On May 7, 1907, German merchant of wild animals Carl Hagenbeck founded Germany’s most successful privately owned zoo, the Tierpark Hagenbeck. He created the modern zoo with animal enclosures without bars that were closer to their natural habitat.
Already his father, Gottfried Hagenbeck, who was originally a fish dealer started displaying and trading animals in the mid-19th century. In 1866, Carl Hagenbeck joined his father’s business and started to expand it to one of the biggest of its kind in Germany. During the early years of his business activities, Hagenbeck sent only a few expeditions to Africa in order to catch wild animals but soon he organized expeditions around the globe. In this period, Hagenbeck discovered a completely new business model, which is today considered as extremely controversial. He opened some sort of ‘human zoo‘ in 1875. The first exhibition included a demonstration of the Sami people. The spectators were able to see their “everyday life” at the exhibition area and the show became so successful, that Hagenbeck soon moved on to Berlin and Leipzig, Germany. He began displaying further groups including African families and Inuits. When Hagenbeck opened his modern zoo, he had more space and added more groups from various countries. Until this day, Hagenbeck it criticized for his ‘human zoo‘, because the exhibited people received extremely low wages and they were often confronted with false promises concerning their stay in Germany.

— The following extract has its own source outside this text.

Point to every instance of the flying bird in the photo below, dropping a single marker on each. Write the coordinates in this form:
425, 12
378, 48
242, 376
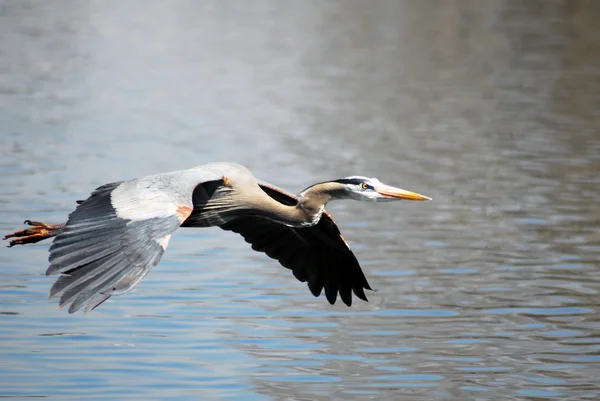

Hagenbeck’s circus opened in 1887. Three years later he began to perform at several exhibitions with tamed wild animals. Hagenbeck also started planning his revolutionary zoo without barred cages, which he even filed a patent for. The modern zoo opened on 5 May 1907 in Stellingen, north of Hamburg, which still exists on this day. One of the most famous exhibitions in the famous zoo was the walrus Pallas you can see in the image above. The portrait was painted in 1911 and is still displayed at the ‘Hamburger Kunsthalle‘, a famous art museum in the city.
Throughout the years, Hagenbeck’s concept of the modern zoo spread and was furtherly developed. Zoo directors also began making conservation a central topic and stopped the practice of having animals perform tricks for visitors. The very first safari park was opened in England in 1931. Visitors were able to drive through the enclosures and come into close proximity to the animals. However, the concepts of zoos in general stayed a controversial topic until this day. Mass destruction of wildlife habitat has yet to cease all over the world and many species are in danger of dying out. Today’s zoos hope to stop or slow the decline of many endangered species. Many zoos see their primary purpose as breeding endangered species in captivity and reintroducing them into the wild. Some critics say that zoos, no matter what their intentions are, are immoral and serve nothing but fill human leisure. However, zoo advocates argue that their efforts make a difference in wildlife conservation and education.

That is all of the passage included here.